Condamné à 28 mois notamment pour gangstérisme, un trafiquant de drogue, qui a agi pour les Hells Angels, a bénéficié du décret ministériel sur les mesures sanitaires dans les prisons du Québec et a purgé seulement 15 jours de sa peine avant d’être envoyé chez lui, pour des raisons de santé.

Todd Bissett, 55 ans, était, selon la preuve, chef d’un réseau de trafic de drogue qui opérait dans le secteur Iberville de la municipalité de Saint-Jean-sur-Richelieu, au sud de Montréal. Il aurait été le bras droit d’un aspirant des Hells Angels, Pascal Facchino, devenu depuis membre de l’organisation. Facchino répondait lui-même à Claude Gauthier, membre de la section des Hells Angels de Trois-Rivières.

Le 18 octobre 2018, les enquêteurs de l’Escouade nationale de répression du crime organisé (ENRCO) de la Sûreté du Québec ont capté chez Gauthier une conversation dans laquelle Bissett, Facchino et un autre complice espéraient pouvoir écouler trois kilogrammes de cocaïne par mois.

Après son arrestation en 2019, Bissett a plaidé coupable à des chefs de gangstérisme, complot et trafic de stupéfiants, et reconnu une trame factuelle décrivant son rôle.

Il a été condamné à une peine de 28 mois le 28 octobre 2020, mais 15 jours plus tard, le 12 novembre, il a été envoyé chez lui pour y purger sa peine, en vertu de l’arrêté numéro 2020-033 du ministère de la Santé et des Services sociaux rendu le 7 mai 2020, dans le contexte de la COVID-19.

Proches ou relations admissibles

Jointe par La Presse, une porte-parole du ministère de la Sécurité publique a indiqué que l’arrêté ministériel n’est pas « un privilège mais une mesure exceptionnelle visant à protéger la santé des membres du personnel des prisons et des personnes incarcérées, en particulier les plus vulnérables aux formes graves de la COVID-19 qui ne répondent pas aux critères d’octroi d’une des formes de permission de sortir ou d’une libération conditionnelle ».

Elle a ajouté que les membres d’un groupe criminel ne sont pas admissibles, mais que l’arrêté n’exclut pas « les personnes proches ou en relation avec des membres de groupes criminels ».

Enfin, elle a précisé qu’une assignation à résidence — comme dans le cas concerné — est assortie de conditions et que le délinquant doit retourner à l’établissement dans les 24 heures suivant la fin de l’urgence sanitaire ou à la demande du directeur de la prison.

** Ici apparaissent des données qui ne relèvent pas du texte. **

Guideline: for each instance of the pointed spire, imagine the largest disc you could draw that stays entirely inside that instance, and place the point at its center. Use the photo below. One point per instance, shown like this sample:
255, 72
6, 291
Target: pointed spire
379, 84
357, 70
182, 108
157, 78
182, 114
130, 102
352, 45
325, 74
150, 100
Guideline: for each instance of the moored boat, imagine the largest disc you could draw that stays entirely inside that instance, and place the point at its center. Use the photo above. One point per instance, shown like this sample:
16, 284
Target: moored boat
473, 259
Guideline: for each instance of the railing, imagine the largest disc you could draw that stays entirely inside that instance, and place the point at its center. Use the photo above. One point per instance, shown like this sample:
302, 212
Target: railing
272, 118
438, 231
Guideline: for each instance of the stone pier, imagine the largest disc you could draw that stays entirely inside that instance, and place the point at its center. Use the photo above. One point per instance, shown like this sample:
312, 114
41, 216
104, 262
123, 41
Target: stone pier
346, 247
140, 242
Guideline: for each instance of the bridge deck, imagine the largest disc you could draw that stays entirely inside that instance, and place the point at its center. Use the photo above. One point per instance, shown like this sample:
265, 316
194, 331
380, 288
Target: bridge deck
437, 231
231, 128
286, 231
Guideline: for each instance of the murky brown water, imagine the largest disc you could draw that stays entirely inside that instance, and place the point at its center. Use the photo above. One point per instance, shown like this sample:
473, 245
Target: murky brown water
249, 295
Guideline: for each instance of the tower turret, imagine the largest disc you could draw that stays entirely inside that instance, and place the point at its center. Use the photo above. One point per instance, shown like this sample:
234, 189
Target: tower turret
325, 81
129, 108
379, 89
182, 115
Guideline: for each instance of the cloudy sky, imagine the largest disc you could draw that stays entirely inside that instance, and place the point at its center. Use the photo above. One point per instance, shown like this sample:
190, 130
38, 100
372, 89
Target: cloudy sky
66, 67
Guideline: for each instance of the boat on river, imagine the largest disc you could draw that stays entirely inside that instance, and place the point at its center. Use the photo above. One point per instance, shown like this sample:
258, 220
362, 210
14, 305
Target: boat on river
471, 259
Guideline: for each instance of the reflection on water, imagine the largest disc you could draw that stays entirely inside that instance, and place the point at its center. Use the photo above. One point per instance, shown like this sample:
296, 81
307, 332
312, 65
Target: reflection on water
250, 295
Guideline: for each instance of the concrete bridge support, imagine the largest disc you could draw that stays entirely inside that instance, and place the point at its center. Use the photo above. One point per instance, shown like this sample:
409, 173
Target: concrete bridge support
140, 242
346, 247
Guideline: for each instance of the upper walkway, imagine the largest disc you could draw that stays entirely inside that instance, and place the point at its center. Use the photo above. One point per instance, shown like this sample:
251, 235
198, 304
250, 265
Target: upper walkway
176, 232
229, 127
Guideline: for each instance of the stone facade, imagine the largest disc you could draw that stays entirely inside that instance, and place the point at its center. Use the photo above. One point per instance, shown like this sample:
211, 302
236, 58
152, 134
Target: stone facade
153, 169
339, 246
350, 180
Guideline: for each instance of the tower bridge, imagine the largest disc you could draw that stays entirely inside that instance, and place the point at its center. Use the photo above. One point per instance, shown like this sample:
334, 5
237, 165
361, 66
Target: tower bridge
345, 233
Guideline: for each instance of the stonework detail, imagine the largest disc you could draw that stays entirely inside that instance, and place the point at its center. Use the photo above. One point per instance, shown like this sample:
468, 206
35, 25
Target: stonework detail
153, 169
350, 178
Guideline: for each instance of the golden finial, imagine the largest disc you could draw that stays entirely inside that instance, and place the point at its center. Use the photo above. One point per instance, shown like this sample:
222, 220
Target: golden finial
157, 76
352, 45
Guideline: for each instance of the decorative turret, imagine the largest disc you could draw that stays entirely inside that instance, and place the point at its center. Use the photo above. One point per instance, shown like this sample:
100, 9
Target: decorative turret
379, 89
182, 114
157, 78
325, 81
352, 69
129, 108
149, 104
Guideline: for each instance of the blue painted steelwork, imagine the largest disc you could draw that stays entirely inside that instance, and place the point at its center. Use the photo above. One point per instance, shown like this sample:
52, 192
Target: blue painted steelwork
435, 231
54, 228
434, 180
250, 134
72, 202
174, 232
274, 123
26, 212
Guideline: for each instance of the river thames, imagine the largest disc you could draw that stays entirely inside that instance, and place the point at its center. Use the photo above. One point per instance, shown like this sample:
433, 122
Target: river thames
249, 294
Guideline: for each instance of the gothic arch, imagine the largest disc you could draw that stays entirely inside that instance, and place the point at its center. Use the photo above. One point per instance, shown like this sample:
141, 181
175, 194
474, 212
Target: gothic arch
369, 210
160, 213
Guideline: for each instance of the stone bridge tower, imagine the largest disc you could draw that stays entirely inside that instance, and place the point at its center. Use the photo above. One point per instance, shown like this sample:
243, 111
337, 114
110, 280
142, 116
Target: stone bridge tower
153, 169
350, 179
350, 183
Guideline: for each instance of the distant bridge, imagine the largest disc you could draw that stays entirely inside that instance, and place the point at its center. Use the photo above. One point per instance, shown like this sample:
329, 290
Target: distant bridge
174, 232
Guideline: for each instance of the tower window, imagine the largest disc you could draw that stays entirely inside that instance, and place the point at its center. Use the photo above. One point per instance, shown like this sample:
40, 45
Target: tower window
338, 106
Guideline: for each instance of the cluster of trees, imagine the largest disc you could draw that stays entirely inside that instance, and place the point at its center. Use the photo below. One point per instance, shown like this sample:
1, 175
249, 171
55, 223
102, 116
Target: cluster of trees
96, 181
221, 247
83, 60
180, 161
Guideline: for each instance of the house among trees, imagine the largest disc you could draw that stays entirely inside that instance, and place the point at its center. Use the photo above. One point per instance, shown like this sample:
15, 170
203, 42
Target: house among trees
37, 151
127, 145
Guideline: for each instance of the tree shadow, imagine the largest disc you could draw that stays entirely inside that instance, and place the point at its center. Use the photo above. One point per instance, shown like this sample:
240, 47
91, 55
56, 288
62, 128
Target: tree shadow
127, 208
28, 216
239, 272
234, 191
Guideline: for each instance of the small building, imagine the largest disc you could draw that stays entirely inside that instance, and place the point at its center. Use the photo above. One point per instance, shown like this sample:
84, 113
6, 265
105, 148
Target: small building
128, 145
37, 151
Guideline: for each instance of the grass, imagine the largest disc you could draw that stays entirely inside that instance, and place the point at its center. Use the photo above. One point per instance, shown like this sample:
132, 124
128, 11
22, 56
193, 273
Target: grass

Todd Bissett, qui est chauffeur de camion, n’a aucun antécédent criminel, sauf la peine qu’il purge actuellement. Il a présenté deux certificats médicaux signés par son médecin qui expliquent la précarité de son état de santé. Le médecin de la prison aurait également confirmé sa vulnérabilité.

« Je peux comprendre vos préoccupations, mais M. Bissett a une condition médicale précaire. La moins bonne affaire pour lui aurait été de se retrouver en dedans, surtout à Bordeaux [Centre de détention de Montréal] qui est mal équipé pour faire face à la pandémie, et où il y a eu des éclosions importantes », a expliqué l’avocat de Bissett, MPierre Tabah.

La Commission québécoise des libérations conditionnelles a toutefois refusé il y a un mois d’accorder à Bissett une permission de sortir préparatoire, en soulignant notamment dans sa décision son importance dans l’organisation.

« Le fait que vous commettez des délits au profit d’une organisation criminelle est, de l’avis des tribunaux, un fléau pour la société. Vous n’êtes pas un membre en règle d’une organisation criminelle, mais vous êtes un homme de confiance de deux membres en règle des HA, ce qui vous place en haut de la pyramide juste au-dessous des deux membres qui furent également arrêtés dans le projet Orque. »

« La conscientisation et la responsabilisation sont déficientes, sans parler de remords et de regrets qui sont inexistants, si ce n’est qu’à cause des inconvénients de la courte période de détention », écrit notamment le commissaire Jean Dugré.